In a startle, she dropped the saddle and turned to him, tense and angry for being discovered. "And who are you to advise me on anything?" His legs apart and crossed arms, he ogled her in a vexed expression

"The son of a caravan owner, the grandson to a caravan owner" His attention found her hair falling to her back, dishevelled, the dying fire giving reddish strokes to it.

The information surprised her. She’d heard Adriana saying his father had been a merchant too. But a dynasty of them?

"You'll perish out there." His low velvety voice had an edge to it.

"I prefer to perish trying to go home than to stay in hostage!"

If she’d be willing to risk her life to

flee, then she must be intent on escaping. He’d have to handle this more carefully.

He uncrossed his muscled arms, visible as it marked his white kaftan. Smoothly, he took one of her hands. "Where's home, Lucinda?"

The even silkier tone a contradiction to his calloused fingers. Ripples of electricity trailed up her arms as her skin formed goose-bumps.

Yes, Lucinda, where's home? Her inner voice asked her.

Would home be in a stuffed ballroom full of silly noble people? Or would it be in her future husband’s townhouse hosting ladies’ tea and prattling on about ribbons? The place where she would have to give up travel, fencing, arrow shooting? Home designed as a tight box she must fit in with a high cost to who she was.

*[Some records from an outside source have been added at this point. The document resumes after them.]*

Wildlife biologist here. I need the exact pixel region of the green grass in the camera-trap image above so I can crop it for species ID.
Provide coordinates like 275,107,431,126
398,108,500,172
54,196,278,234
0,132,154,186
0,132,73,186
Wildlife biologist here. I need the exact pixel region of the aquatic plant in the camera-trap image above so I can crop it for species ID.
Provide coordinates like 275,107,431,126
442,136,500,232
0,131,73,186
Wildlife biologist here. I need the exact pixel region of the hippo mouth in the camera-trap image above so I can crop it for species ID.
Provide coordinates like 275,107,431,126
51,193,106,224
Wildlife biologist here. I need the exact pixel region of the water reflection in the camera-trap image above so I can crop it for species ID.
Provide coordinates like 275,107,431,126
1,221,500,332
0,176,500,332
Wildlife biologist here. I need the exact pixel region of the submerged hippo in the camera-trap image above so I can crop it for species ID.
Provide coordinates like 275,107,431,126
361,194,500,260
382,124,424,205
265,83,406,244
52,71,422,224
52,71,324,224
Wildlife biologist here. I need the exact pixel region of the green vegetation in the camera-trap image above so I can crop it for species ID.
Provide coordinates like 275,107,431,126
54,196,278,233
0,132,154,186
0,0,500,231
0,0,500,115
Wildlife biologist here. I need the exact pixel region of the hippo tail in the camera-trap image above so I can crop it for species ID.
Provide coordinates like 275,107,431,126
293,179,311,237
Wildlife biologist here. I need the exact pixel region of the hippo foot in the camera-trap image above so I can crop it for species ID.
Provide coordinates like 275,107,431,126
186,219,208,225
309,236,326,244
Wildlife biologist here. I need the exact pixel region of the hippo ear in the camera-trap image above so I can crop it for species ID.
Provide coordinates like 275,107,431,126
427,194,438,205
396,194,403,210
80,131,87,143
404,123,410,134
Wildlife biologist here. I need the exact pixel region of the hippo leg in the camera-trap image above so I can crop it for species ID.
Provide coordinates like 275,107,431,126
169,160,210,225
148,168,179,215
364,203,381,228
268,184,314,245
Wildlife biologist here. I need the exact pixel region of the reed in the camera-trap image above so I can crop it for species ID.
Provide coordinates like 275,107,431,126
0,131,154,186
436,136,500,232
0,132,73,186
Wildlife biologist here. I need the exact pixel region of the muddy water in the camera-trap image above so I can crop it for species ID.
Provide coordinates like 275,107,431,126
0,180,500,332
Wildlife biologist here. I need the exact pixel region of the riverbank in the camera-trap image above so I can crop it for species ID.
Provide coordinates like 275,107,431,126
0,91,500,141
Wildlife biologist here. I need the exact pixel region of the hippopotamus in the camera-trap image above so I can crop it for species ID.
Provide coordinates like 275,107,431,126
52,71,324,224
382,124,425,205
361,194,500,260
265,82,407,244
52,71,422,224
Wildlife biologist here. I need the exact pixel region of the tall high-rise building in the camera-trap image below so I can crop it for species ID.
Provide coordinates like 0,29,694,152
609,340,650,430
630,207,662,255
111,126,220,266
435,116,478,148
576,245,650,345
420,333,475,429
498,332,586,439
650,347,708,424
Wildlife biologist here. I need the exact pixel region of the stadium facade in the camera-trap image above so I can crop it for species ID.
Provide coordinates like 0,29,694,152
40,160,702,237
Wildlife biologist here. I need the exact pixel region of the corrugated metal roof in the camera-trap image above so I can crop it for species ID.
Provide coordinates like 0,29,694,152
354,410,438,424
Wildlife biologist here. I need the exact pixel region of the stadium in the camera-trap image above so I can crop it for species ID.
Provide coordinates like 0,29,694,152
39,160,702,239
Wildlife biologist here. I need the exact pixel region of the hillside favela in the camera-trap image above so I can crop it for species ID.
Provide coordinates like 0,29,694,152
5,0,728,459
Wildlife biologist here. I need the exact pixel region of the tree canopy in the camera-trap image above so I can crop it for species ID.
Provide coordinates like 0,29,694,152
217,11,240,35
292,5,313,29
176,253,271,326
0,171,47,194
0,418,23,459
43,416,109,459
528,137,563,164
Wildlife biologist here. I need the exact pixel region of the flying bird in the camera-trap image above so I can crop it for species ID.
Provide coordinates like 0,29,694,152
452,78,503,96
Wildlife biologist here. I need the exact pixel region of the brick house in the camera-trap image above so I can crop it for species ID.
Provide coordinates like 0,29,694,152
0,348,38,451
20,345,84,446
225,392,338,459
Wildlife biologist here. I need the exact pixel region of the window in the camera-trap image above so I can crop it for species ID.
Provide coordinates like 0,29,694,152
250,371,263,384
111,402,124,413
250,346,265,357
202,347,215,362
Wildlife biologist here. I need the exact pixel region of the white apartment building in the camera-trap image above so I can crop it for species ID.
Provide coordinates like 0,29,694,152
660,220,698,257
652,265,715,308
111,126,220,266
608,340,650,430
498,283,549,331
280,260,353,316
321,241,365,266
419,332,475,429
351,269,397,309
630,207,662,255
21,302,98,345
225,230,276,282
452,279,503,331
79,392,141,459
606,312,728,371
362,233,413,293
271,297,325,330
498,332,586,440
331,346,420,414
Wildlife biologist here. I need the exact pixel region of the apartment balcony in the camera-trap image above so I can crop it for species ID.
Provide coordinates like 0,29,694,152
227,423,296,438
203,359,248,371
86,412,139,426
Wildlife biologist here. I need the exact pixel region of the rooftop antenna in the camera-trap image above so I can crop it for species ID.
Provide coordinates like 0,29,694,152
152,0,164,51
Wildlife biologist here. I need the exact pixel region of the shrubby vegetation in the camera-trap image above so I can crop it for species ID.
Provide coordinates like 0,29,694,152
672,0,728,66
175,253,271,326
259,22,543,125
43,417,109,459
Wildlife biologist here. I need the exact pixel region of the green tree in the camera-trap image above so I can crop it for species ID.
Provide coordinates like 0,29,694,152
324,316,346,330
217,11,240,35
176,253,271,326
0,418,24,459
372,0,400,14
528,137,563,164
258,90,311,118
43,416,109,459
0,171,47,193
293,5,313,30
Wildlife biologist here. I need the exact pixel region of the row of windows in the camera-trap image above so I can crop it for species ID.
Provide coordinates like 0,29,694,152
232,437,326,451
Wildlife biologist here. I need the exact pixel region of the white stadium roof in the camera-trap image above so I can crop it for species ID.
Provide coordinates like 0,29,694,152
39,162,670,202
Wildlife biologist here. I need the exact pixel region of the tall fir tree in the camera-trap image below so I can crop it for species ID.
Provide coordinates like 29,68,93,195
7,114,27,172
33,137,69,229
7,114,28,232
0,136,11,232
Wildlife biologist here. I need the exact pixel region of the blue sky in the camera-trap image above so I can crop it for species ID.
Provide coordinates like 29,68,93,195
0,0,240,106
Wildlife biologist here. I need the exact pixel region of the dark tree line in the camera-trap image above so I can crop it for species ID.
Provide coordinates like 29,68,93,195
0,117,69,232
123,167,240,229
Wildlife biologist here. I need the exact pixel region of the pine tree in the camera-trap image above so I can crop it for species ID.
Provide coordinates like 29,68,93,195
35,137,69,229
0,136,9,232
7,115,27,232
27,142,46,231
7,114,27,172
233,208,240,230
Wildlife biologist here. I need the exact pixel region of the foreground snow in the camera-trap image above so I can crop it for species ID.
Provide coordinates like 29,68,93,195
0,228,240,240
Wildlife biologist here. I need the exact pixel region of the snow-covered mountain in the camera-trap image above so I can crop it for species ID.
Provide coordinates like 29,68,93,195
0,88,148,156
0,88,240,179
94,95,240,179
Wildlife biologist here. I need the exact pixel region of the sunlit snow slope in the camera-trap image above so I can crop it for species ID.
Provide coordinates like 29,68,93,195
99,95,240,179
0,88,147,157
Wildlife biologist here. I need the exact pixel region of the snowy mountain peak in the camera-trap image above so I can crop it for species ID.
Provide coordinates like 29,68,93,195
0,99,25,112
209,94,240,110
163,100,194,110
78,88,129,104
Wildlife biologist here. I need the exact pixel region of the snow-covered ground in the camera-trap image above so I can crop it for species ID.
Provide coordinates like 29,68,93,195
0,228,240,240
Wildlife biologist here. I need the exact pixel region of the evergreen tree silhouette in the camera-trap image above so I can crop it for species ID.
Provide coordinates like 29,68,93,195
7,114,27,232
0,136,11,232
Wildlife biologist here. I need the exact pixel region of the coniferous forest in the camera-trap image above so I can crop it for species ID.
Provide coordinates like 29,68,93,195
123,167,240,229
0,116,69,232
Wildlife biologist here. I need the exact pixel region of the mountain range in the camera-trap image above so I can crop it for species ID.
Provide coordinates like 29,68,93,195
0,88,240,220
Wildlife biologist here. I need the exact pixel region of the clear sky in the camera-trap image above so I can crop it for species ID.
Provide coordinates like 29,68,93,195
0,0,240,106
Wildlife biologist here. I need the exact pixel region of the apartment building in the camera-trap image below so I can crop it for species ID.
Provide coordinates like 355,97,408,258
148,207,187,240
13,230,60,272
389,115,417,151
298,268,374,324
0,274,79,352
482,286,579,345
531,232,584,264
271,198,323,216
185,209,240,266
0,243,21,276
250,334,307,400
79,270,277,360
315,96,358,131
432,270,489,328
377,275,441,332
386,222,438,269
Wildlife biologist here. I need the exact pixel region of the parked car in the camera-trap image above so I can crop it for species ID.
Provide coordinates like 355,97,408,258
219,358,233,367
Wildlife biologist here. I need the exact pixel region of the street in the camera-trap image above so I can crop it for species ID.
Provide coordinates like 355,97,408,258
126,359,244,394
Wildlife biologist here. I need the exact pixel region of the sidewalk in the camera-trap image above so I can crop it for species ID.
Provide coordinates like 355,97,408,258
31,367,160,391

And then his warm calloused fingers traced each of hers in a slow caress that only made her hungry. Her eyes, dark in the night, wide, her mouth dried suddenly driving her to moisten it with her tongue. She forgot to breathe entirely.

His utterly enchanting eyes didn’t miss a single movement as he became unperceptively rigid in his body and elsewhere. This whole thing proved to be a trial by fire of his self-discipline.

Slow, oh so slow, he entwined his fingers with hers; and, there, in the middle of the desert, with dark sky sprinkled with millions of stars, they were holding hands in thick silence, only their eyes speaking secrets to each other.

"Come to bed, Lucinda. His whisper wandered like a feather caressing her sensitive skin, with his accent more audible in her name. His uttering making it Lucindah.

The 'invitation' came dubious to say the least. But when she lifted her gaze to his, there wasn't an atom of ambiguity there. The meaning so earthy, it washed her with a temperature higher than the desert at midday.

She didn’t have a choice, obviously. They walked back to the tent, hand in hand. He let go of it before they passed the flapping canvas which he tied afterwards.

Both lay down without a word, each with the back to the other.

Lucinda’s thoughts wouldn’t stop whirling. She rearranged the cushion under her head for the thousandth time. Where's home, Lucinda? His deep-voiced question rolling over and over in her mind.

Home was back in her family’s country estate library reading about distant lands she'd never even dream of seeing. Reading adventure romances set in these lands, with heroes riding her imagination. If she had to settle for less, this would be it.

Wrong, Lucinda, try again.

Alright, she’d be fulfilled travelling the continent with her chaperone.

Liar!

A pair of cognac-against-fire eyes flashed in her mind's vision inexorably. Now, Lucinda. Now, good girl! She drifted into a dreamless heavy sleep.

CHAPTER FOUR

Days started early for caravans. Before sunrise, a quick breakfast of flat bread with dry curd. Delicious, if they’d asked Lucinda.

Before he stepped outside to give her time to wash, Tariq had thrown a dark-green long tunic with matching veil and pantaloons on the cushion. “Dress this.” He’d commanded without looking at her. And left.

Lucinda looked wryly at the fine silk garment. The autocratic scoundrel, she huffed! Who did he think he was? The clothes displayed a large cutting and would fit her loosely. As for the veil, she hadn’t the faintest idea of how it should be worn. Without all the layers of clothing she was used to, she’d be naked. She’d folded both pieces and kept in a canvas sac that he’d provided for her dress and appeared at the camp fire in her dusty, sweaty Boudreaux dress.

Tariq saw her, his cognac eyes fuming. But she understood he preferred to die than to show the other men that she’d disobeyed him.

On his camel, he remembered the recent events. He looked far ahead, a blank expression on his manly face. How dare she defy his orders? Did he have to explain the tunic proved fitter for this weather? The stubborn chit! He held the reins of her camel, which rode a few paces behind. He risked a glance at her. She sat ramrod straight sideways on the saddle, her dirty dress spread over it, shawl wrapped around her.